Pour l’amour du Sun, Beach and Fun ! 

Onze heures du matin. A, à peine quelques mètres de l’hôtel des Arts et des vestiges du complexe Jack Beach, se dresse le Dar Bouazza Surf Club. On est à mille lieux d’imaginer que cette simple tente caïdale puisse servir de temple aux “sports de vagues”. “Et bien, si” affirme Sébastien Denis, gérant du club. Il n’en faudrait pas plus pour les adhérents à une discipline ayant pour véritable univers l’océan, pour cheval de bataille les vagues, et pour quête la quiétude, pour “s’éclater”.  À cette heure-ci de la matinée d’une semaine loin d’être finie, d’un été pas encore entamé, on aperçoit quelques frêles silhouettes flirter avec les vagues. Saïd, les contours dessinés à l’encre fine, la peau tannée et la crinière rebelle, mène la chorégraphie. Né sur les bords de cette mer excitée, il s’adonne à ces acrobaties un peu comme si c’était une évidence. Sur le tas, Il a appris à apprivoiser les vagues en même temps que les poissons. Du haut de ses vingt six ans, Saïd en a dépensé déjà vingt à surfer, une poignée à enseigner aux apprentis surfeurs comment lire la plage, mais ne s’est jamais défait de son métier de pêcheur. Et la lecture de la mer, c’est tout un art, intelligent de surcroît, que l’enfant apprend au gré des séances d’entraînement.
 Lecture sacrée
“Outre le sport lui-même, ce qui est intéressant dans cette discipline, c’est aussi de comprendre comment fonctionne l’océan, d’où vient une vague, c’est de savoir par exemple, qu’une marée, c’est toutes les six heures, que le sable bouge et que c’est ce qui explique un peu les courants.
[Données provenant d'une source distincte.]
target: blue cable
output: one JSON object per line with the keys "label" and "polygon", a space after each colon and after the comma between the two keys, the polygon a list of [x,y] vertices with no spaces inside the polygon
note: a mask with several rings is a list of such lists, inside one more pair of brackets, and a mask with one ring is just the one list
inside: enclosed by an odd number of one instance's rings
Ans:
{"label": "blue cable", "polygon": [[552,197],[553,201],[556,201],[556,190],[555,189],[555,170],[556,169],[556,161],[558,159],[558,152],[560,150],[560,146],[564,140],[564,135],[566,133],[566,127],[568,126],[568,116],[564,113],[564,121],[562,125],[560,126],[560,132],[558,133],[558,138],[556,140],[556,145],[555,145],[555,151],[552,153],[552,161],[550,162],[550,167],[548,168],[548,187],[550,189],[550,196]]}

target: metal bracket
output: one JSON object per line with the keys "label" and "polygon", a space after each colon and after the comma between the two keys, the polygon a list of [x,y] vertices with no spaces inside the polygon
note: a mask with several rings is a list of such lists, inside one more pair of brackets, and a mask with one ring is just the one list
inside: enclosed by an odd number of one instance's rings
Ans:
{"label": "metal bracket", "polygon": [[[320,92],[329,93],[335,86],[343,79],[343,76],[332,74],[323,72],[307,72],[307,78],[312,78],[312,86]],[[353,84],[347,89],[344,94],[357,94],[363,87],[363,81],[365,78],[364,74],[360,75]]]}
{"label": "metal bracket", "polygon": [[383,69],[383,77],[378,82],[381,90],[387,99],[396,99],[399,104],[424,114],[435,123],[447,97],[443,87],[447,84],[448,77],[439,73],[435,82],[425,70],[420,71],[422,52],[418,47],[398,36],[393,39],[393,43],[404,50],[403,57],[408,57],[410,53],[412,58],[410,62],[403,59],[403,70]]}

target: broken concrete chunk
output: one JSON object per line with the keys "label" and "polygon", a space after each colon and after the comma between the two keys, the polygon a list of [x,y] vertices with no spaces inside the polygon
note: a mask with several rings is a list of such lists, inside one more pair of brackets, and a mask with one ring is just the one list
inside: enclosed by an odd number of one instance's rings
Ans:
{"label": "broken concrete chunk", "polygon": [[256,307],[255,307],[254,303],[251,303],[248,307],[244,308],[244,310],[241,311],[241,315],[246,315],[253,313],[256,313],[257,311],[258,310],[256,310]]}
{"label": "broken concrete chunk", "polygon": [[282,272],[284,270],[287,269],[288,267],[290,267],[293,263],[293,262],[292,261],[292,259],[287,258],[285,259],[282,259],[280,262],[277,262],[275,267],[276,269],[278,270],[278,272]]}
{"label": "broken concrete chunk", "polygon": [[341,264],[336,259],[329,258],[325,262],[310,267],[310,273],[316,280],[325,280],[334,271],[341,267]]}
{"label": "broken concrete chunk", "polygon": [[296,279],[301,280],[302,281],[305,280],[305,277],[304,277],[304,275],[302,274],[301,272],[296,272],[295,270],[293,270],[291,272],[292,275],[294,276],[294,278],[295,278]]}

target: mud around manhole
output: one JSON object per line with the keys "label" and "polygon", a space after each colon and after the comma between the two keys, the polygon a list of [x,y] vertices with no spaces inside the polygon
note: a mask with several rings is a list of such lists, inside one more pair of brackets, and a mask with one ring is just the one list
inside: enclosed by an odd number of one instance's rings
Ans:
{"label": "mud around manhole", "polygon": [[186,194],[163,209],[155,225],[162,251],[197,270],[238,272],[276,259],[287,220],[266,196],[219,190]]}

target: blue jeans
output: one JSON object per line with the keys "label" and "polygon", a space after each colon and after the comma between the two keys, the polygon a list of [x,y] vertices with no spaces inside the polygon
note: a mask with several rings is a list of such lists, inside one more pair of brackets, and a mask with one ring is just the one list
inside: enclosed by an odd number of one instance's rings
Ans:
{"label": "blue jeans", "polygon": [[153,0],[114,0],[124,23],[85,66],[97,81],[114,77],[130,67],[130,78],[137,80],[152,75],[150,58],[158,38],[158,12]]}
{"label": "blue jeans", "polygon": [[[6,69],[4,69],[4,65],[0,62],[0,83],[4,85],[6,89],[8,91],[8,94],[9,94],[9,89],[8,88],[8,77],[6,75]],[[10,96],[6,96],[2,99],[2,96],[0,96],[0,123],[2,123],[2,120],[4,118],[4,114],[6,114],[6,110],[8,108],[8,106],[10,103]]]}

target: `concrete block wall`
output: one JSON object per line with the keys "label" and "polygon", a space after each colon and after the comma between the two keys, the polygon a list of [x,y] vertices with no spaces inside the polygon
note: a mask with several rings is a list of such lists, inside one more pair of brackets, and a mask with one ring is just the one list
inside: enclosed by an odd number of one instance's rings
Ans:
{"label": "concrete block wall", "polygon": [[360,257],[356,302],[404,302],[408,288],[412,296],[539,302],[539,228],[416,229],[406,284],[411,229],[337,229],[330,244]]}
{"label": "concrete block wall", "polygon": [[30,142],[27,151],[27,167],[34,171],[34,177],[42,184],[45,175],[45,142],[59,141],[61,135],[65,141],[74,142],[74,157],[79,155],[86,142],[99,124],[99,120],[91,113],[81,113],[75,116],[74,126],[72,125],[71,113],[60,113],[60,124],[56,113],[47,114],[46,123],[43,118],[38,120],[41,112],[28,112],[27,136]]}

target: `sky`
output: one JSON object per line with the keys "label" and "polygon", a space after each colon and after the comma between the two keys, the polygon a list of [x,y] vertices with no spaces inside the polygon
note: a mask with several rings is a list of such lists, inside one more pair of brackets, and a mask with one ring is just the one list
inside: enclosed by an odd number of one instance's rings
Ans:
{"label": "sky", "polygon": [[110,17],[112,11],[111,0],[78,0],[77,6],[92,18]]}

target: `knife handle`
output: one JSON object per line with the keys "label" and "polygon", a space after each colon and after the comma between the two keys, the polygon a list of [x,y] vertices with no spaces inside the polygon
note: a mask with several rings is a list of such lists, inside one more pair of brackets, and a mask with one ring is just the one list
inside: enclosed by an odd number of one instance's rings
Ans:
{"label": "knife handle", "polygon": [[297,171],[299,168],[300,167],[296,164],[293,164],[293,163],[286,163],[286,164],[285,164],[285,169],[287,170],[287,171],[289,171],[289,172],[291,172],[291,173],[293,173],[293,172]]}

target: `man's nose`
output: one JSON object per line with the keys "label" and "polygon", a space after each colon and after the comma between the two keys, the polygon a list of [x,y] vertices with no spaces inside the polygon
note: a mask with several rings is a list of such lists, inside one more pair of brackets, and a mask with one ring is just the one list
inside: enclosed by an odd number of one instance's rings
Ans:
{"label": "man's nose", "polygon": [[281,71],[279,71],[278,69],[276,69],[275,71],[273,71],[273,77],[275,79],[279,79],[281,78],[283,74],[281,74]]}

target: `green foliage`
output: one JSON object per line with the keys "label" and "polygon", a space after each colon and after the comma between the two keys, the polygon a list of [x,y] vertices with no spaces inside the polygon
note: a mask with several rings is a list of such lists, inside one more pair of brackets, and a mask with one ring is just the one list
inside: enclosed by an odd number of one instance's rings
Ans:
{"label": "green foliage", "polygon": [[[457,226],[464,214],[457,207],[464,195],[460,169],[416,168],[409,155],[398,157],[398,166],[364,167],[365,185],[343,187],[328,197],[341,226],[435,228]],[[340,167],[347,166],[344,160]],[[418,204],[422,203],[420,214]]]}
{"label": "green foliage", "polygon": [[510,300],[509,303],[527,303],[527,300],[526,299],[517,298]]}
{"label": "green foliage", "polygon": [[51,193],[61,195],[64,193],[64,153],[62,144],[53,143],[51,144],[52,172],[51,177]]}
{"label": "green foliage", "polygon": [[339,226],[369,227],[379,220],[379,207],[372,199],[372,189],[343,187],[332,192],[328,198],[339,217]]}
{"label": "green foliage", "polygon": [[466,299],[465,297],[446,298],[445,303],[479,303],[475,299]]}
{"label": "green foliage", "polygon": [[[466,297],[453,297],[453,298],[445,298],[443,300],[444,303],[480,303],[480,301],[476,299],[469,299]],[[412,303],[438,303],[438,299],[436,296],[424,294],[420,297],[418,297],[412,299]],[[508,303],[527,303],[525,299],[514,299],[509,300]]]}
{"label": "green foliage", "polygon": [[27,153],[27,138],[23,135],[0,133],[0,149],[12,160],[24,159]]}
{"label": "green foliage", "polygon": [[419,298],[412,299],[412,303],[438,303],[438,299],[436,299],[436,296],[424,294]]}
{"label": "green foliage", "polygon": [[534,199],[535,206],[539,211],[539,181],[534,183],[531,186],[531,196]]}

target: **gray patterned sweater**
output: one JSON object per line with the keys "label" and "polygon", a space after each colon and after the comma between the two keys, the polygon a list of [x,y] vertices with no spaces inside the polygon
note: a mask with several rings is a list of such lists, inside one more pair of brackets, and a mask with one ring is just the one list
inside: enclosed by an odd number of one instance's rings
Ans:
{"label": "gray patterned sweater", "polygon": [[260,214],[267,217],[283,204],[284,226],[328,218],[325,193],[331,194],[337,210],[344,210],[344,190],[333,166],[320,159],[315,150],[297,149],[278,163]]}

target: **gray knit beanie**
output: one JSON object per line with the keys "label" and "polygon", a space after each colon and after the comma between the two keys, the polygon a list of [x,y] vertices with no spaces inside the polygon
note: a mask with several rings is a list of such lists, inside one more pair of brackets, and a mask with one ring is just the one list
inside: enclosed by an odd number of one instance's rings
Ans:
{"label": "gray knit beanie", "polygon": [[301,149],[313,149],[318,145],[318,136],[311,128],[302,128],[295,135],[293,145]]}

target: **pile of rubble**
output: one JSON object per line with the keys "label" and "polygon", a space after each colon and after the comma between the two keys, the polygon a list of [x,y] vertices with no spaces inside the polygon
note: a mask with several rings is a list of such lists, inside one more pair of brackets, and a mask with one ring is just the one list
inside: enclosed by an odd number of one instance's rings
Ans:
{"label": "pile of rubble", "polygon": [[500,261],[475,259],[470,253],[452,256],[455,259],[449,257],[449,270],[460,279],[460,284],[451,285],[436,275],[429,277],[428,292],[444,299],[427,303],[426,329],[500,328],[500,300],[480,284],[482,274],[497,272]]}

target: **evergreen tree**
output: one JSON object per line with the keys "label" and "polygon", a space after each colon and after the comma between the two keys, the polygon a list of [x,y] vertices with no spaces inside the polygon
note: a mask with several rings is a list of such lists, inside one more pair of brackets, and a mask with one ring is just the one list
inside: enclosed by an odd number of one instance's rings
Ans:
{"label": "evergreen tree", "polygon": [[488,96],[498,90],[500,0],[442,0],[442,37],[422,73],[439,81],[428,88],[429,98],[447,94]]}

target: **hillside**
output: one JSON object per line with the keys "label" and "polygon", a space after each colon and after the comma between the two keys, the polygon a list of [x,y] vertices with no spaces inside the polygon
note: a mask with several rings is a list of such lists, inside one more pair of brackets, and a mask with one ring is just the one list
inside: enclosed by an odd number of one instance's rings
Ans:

C’est important de savoir cela pour deviner où se trouve le danger” explique Sébastien Denis, le gérant du Dar Bouazza Surf Club. Aujourd’hui, la lecture du lieu a donné ceci : la plage est en pente. La mer va donc monter. L’eau va s’écouler à droite avant de repartir dans le côté opposé. Conclusion : c’est vers la partie plate qu’il faut orienter les apprentis surfeurs. Autrement, ils seront vite attirés par les rochers. “Ce constat est valable aussi pour vous, simples baigneurs”, remarque Sébastien Denis. Une histoire de décryptage donc, combinée à une curiosité certaine. “Dès qu’on l’a essayé, on l’aime forcément ce sport”, témoigne Saïd le moniteur. Mais si l’on en croit Sébastian Denis, le gérant du club, il faut bien plus qu’une simple volonté d’essayer. “Il faut avoir une force physique minimale afin de pouvoir s’en sortir dans tous types de conditions. Il faut notamment avoir des abdos, de la force dans les cuisses pour pouvoir résister aux vagues sur certaines postures, une musculature adéquate au niveau des bras. En fait, le surf requiert un gainage de pratiquement tout le corps. C’est pourquoi, nous préférons initier les enfants, en premier lieu à quelques autres disciplines associées au surf”, explique Sébastian Denis.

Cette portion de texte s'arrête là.